The market has lowered its forecast for the Selic rate to 9,50% this year.
Economists consulted by the Central Bank's Focus survey now expect a lower benchmark interest rate, but without improving their views on economic activity; projections for the IPCA inflation rate in 2017 fell to 4,71%, compared to 4,80% previously, marking the third consecutive week of decline; estimates for 2018 remained at 4,50%.
SAO PAULO (Reuters) - Amid a widespread drop in inflation projections for this year, economists consulted in the Central Bank's Focus survey now see the benchmark interest rate even lower, but without improving their views on economic activity.
The survey, released this Monday, showed that the expectation is that the Selic rate will end 2017 at 9,50 percent this year, compared to 9,75 percent previously. For 2018, the trend was the same, with calculations indicating a rate of 9,38 percent, compared to 9,50 percent.
The February meeting of the Monetary Policy Committee (Copom) is expected to result in a 0,75 percentage point cut in the benchmark interest rate, currently at 13 percent, maintaining the pace adopted by the Central Bank this month, according to the Focus survey. Previously, projections were for a 0,50 percentage point cut.
Last week, the president of the Central Bank, Ilan Goldfajn, stated that the monetary authority had entered a new phase of interest rate cuts. According to the minutes of the Monetary Policy Committee (Copom), opting for a stronger reduction would help the economic activity, which is currently in recession, amidst a scenario of more widespread disinflation.
The Focus report also showed that projections for the IPCA inflation rate in 2017 fell to 4,71 percent according to the median, compared to the 4,80 percent expected until then, marking the third consecutive week of decline. Estimates for 2018 remained unchanged at 4,50 percent.

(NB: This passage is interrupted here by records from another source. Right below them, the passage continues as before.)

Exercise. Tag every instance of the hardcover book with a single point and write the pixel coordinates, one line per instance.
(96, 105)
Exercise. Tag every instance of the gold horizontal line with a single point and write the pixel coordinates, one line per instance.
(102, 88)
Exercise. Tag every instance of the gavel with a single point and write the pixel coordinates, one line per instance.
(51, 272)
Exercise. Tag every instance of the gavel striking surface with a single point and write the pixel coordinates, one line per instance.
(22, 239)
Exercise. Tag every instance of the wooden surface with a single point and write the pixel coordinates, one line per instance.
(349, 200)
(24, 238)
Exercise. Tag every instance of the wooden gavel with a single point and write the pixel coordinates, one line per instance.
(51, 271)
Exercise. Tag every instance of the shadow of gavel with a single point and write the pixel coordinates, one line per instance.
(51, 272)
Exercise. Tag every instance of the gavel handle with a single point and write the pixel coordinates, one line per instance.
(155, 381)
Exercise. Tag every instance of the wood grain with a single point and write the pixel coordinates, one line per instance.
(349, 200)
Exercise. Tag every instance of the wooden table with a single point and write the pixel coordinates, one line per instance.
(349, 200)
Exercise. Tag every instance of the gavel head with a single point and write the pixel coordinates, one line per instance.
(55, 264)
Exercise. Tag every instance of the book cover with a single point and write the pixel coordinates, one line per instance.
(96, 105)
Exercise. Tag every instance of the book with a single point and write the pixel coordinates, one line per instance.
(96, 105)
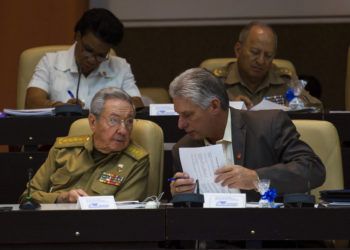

The Top 5, the group with the most accurate projections in the Focus survey, showed that, based on the medium-term median, inflation as measured by the IPCA is expected to close 2017 slightly below the center of the target, at 4,45 percent, compared to 4,54 percent previously. For 2018, the forecast remained at 4,50 percent.
In January, the IPCA-15 rose 0,31 percent, less than expected, falling below 6 percent over 12 months. The government's official target for the two-year period is 4,5 percent for the IPCA, with a margin of 1,5 percentage points.
Despite the greater flexibility in interest rates, which tends to stimulate consumption, the experts consulted by Focus did not improve their projections for Gross Domestic Product (GDP) growth for 2017 and 2018, remaining at 0,50 and 2,20 percent, respectively.